07 Aout 1960 : Discours du Président Fulbert YOULOU à Owando au sujet de l’indépendance

Un enfant devenu grand est amené à se séparer de ses parents, sans pour autant rompre avec eux…Soko mwana a komi monene, a keyi kotala tata na ye : « Tata, ne komi monene mpe na lingui ko fanda na mboka na ngayi ».

Mais mwana yango, est ce que a ko boya tata ? La foule répond spontanément : _ Te. A ko boya mama na ye ? _ Te.

Quand un enfant est devenu grand, il va voir son père : « Papa, je suis grand maintenant, et je veux construire mon propre village, je me suis marié, j’ai des enfants, et je tiens à habiter dans mon propre village ».

Mais est-ce que cet enfant va renier son père ? la foule répond spontanément : Non ! Est-ce qu’il va refuser sa mère ? Non !

Nous, nous sommes devenus grands, nous avons des hommes qui sont capables de régler nos affaires, mais nous ne voulons pas.

Bisou komi monene; to yali na bat oba ko koka ko kolenguele makambo na bisou.

Mais nous ne voulons pas rompre définitivement avec la France; nous restons dans la COMMUNAUTE.

Ba mindele ba ko fanda seko na mokili na bisou ; nous aurons toujours nos amis besoin d’eux.

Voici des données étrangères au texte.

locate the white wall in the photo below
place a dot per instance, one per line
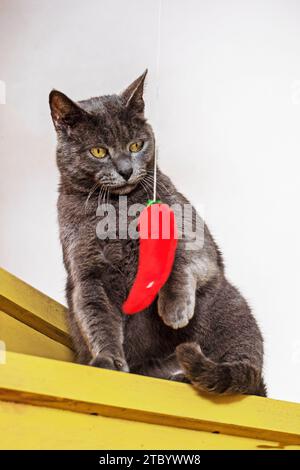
(229, 113)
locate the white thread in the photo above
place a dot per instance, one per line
(157, 94)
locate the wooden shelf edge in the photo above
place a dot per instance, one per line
(56, 384)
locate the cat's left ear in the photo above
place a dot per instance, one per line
(133, 95)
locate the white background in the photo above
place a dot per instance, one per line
(228, 122)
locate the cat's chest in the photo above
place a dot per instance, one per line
(120, 259)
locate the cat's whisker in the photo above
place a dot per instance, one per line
(94, 187)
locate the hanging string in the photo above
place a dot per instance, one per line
(157, 94)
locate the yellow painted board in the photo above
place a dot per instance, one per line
(32, 427)
(20, 338)
(56, 384)
(33, 308)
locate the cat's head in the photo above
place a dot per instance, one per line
(104, 140)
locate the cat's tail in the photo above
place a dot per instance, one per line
(226, 377)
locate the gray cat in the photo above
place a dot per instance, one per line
(199, 329)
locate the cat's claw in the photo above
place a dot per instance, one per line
(109, 362)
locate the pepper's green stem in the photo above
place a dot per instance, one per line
(153, 201)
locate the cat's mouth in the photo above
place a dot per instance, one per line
(125, 188)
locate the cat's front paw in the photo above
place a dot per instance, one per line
(105, 361)
(176, 311)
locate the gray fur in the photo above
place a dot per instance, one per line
(200, 329)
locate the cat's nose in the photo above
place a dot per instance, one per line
(126, 173)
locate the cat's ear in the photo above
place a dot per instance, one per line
(133, 95)
(65, 113)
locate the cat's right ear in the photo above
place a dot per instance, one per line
(65, 113)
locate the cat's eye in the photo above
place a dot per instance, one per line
(136, 146)
(99, 152)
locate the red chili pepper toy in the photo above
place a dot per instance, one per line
(158, 241)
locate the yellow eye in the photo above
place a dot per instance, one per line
(98, 152)
(136, 146)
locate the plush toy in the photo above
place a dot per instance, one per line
(158, 241)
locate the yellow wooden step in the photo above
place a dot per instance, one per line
(46, 401)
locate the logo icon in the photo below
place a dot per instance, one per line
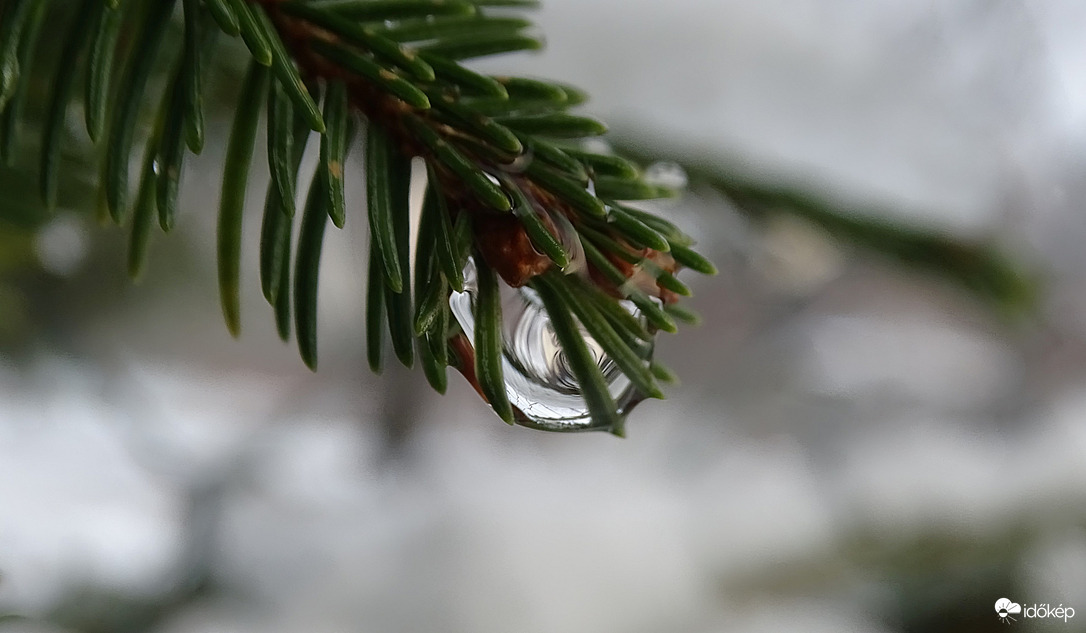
(1005, 608)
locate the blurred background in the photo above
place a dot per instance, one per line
(856, 445)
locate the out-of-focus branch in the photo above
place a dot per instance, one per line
(980, 267)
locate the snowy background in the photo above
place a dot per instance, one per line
(853, 447)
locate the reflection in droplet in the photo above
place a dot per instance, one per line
(666, 174)
(538, 377)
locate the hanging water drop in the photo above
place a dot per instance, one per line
(538, 378)
(666, 174)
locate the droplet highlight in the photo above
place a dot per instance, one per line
(538, 378)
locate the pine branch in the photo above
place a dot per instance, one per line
(516, 207)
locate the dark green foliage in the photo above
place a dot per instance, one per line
(488, 341)
(491, 146)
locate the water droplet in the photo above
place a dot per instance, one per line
(666, 174)
(538, 377)
(597, 146)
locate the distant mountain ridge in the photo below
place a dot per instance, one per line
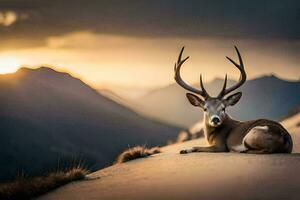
(263, 97)
(47, 116)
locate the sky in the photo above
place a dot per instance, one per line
(134, 44)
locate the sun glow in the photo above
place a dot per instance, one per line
(9, 65)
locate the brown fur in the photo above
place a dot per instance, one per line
(28, 188)
(231, 133)
(135, 153)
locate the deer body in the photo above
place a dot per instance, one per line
(225, 134)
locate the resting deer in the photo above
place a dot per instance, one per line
(225, 134)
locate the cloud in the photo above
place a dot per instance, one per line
(156, 19)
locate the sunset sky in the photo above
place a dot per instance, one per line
(134, 44)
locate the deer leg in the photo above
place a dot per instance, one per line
(256, 151)
(210, 149)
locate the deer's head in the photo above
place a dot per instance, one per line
(214, 107)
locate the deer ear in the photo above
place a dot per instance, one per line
(233, 99)
(195, 100)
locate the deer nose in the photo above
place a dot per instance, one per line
(215, 119)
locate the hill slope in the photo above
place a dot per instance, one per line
(50, 119)
(171, 175)
(264, 97)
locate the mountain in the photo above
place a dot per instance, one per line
(263, 97)
(50, 119)
(170, 175)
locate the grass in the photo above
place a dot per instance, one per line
(135, 153)
(28, 188)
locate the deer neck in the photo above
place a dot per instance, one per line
(223, 130)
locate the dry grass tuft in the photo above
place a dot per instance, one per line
(135, 153)
(28, 188)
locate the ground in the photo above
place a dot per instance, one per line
(170, 175)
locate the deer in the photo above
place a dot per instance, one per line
(222, 132)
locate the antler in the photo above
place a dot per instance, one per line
(242, 78)
(179, 80)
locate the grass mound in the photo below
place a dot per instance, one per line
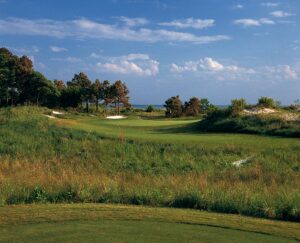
(265, 124)
(43, 161)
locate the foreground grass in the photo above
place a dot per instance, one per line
(154, 164)
(107, 223)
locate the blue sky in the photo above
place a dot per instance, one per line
(219, 49)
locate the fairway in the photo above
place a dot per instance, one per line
(169, 131)
(114, 223)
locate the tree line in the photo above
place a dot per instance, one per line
(194, 107)
(20, 84)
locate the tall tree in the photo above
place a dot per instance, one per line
(192, 107)
(173, 106)
(82, 81)
(97, 92)
(118, 95)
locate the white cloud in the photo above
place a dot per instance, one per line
(67, 59)
(132, 64)
(208, 64)
(25, 50)
(57, 49)
(190, 23)
(253, 22)
(87, 29)
(281, 14)
(133, 21)
(209, 67)
(280, 72)
(270, 4)
(238, 6)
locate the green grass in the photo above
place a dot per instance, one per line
(115, 223)
(156, 162)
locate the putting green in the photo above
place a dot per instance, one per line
(114, 223)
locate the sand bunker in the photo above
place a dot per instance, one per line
(260, 111)
(240, 162)
(51, 117)
(57, 113)
(116, 117)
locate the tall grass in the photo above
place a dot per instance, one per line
(42, 162)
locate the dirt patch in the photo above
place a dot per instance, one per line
(116, 117)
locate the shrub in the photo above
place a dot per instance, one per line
(150, 108)
(237, 106)
(266, 102)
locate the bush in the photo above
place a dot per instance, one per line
(237, 106)
(150, 108)
(266, 102)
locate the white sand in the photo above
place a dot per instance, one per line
(51, 117)
(116, 117)
(260, 111)
(57, 113)
(240, 162)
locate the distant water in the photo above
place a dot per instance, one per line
(138, 106)
(145, 106)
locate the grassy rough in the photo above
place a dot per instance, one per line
(164, 164)
(98, 222)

Ils seront toujours chez eux ici…

Awa, M. MAZENO à zalaki na pouvoir te na ko kata makambo nioso : na pessa ye pouvoir ; a komi Préfet na binou…

Les Blancs resteront toujours nos amis, nous aurons toujours besoin d’eux…

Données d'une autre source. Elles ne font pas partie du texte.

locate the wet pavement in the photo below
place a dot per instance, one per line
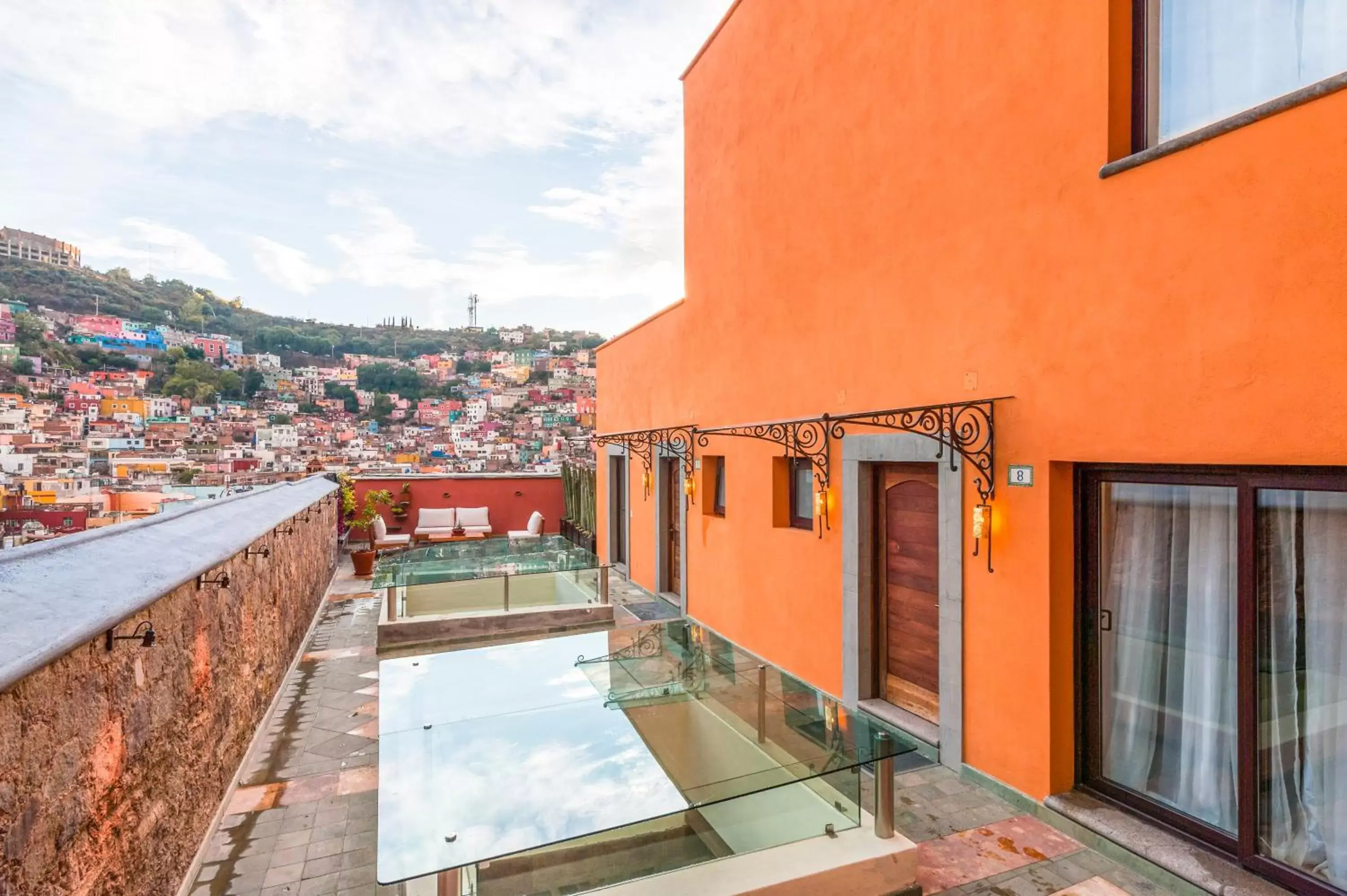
(970, 843)
(304, 818)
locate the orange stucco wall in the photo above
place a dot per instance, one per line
(896, 204)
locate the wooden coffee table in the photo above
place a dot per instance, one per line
(465, 537)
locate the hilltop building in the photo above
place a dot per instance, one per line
(34, 247)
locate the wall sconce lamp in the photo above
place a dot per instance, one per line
(982, 530)
(147, 638)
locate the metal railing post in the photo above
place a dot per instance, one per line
(762, 704)
(883, 786)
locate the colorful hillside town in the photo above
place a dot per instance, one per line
(176, 417)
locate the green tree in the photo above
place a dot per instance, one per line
(380, 408)
(231, 384)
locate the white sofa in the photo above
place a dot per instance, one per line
(535, 527)
(444, 521)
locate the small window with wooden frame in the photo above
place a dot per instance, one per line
(713, 484)
(802, 494)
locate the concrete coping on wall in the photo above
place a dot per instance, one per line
(58, 595)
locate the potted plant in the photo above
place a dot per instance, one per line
(347, 490)
(364, 561)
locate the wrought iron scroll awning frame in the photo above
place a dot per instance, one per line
(674, 441)
(966, 429)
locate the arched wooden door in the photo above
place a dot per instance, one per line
(910, 623)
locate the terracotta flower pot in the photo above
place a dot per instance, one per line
(364, 562)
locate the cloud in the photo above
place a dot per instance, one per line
(149, 247)
(386, 251)
(460, 75)
(287, 267)
(406, 83)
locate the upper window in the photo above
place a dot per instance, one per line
(802, 492)
(1209, 60)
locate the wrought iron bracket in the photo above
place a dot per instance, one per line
(647, 445)
(806, 438)
(648, 645)
(965, 427)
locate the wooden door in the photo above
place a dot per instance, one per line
(910, 573)
(617, 501)
(673, 526)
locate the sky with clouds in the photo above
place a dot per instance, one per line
(351, 161)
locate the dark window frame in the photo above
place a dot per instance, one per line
(795, 464)
(718, 491)
(1246, 480)
(1145, 96)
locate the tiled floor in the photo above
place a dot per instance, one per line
(304, 818)
(972, 843)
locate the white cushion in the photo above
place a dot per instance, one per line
(473, 517)
(436, 518)
(434, 530)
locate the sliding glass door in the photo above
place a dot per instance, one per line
(1215, 659)
(1302, 600)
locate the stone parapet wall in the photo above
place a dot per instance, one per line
(112, 764)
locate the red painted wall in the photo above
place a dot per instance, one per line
(511, 499)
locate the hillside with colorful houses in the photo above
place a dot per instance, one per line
(104, 418)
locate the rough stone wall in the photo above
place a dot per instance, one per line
(112, 764)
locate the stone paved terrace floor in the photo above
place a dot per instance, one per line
(304, 818)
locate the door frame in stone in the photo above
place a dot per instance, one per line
(861, 456)
(619, 451)
(663, 452)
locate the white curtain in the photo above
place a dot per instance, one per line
(1221, 57)
(1170, 674)
(1304, 728)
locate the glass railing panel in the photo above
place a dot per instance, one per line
(569, 723)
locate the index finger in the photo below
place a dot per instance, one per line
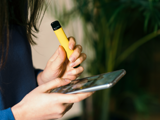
(72, 98)
(72, 43)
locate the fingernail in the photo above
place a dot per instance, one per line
(71, 47)
(72, 64)
(71, 59)
(69, 73)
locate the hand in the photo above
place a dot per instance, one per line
(60, 66)
(40, 105)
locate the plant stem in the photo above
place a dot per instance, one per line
(137, 44)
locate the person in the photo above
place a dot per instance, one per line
(23, 89)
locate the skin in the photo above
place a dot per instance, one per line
(59, 71)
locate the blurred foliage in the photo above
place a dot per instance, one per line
(115, 30)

Ici, M. MAZENOT n’avait pas les pouvoirs de régler toutes les affaires ; je lui donne maintenant ces pouvoirs ; il devient votre Préfet.

Georges MAZENOT fut un administrateur colonial de la France d’Outre-Mer (FOM), qui avait longtemps servit dans la partie septentrionale au Nord de notre pays, depuis l’époque du « Moyen-Congo », jusqu’à la fin du règne de l’Abbé Fulbert YOULOU et la chute du régime de la première République du Congo, en passant par les différentes tractations pour le retour à la paix après la fin des hostilités consécutives aux émeutes de 1959, et la proclamation de l’indépendance.

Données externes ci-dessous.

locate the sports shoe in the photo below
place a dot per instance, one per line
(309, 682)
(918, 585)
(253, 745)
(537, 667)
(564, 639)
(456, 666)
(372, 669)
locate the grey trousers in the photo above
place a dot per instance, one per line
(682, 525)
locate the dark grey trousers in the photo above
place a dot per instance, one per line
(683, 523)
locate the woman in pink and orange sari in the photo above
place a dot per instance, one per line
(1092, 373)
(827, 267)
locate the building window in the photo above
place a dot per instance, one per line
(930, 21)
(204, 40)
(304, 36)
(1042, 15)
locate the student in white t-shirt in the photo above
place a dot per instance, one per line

Voici à ce sujet son témoignage en tant que acteur de l’activité politique et administrative de l’époque :

« Pour moi, la période 1959-1963 représente la deuxième moitié d’une carrière commencée en 1952, dans ce qu’on appelait alors « Moyen-Congo », ce qui veut dire que j’ai servi dans ce pays avant et après l’indépendance.

Mon poste de début a été celui de Secrétaire Général de la Mairie de BRAZZAVILLE, fonction que j’ai exercé cumulativement avec celle de Chef du Service Social Municipal. A ce titre, je m’occupais notamment des cercles culturels de la capitale, ce qui m’a permis de faire connaissance, dès cette époque, et entre autres, de l’Abbé Fulbert YOULOU, futur Président de la République du Congo, de Jacques OPANGAULT, leader local du MSA (Mouvement Socialiste Africain), , rival politique du précèdent et homme fort du Nord du Pays, de Dominique NZALAKANDA, futur Ministre de l’Intérieur, donc mon autorité de tutelle, etc…

Vue de la façade principale de l’Hôtel de Ville de Brazzaville, qui a conservé quasiment sa même configuration architecturale initiale, et où trône désormais un monument érigé en mémoire de son premier député-maire autochtone noir élu démocratiquement : l’Abbé Fulbert Youlou

Le deuxième poste que j’ai occupé après un congé en France et un bref intermède à BRAZZAVILLE, comme Adjoint au Maire a été celui de Chef de District de MAKOUA 51956-1958) ; c’est là que j’ai exercé le métier d’administrateur territorial comme on le pratiquait autrefois. J’y ai fait la connaissance d’un autre futur ministre, le Conseiller OKOMBA Faustin, et c’est aussi à MAKOUA que j’ai éprouvé les premières difficultés provoquées par l’évolution des esprits dans certains milieux de la société locale.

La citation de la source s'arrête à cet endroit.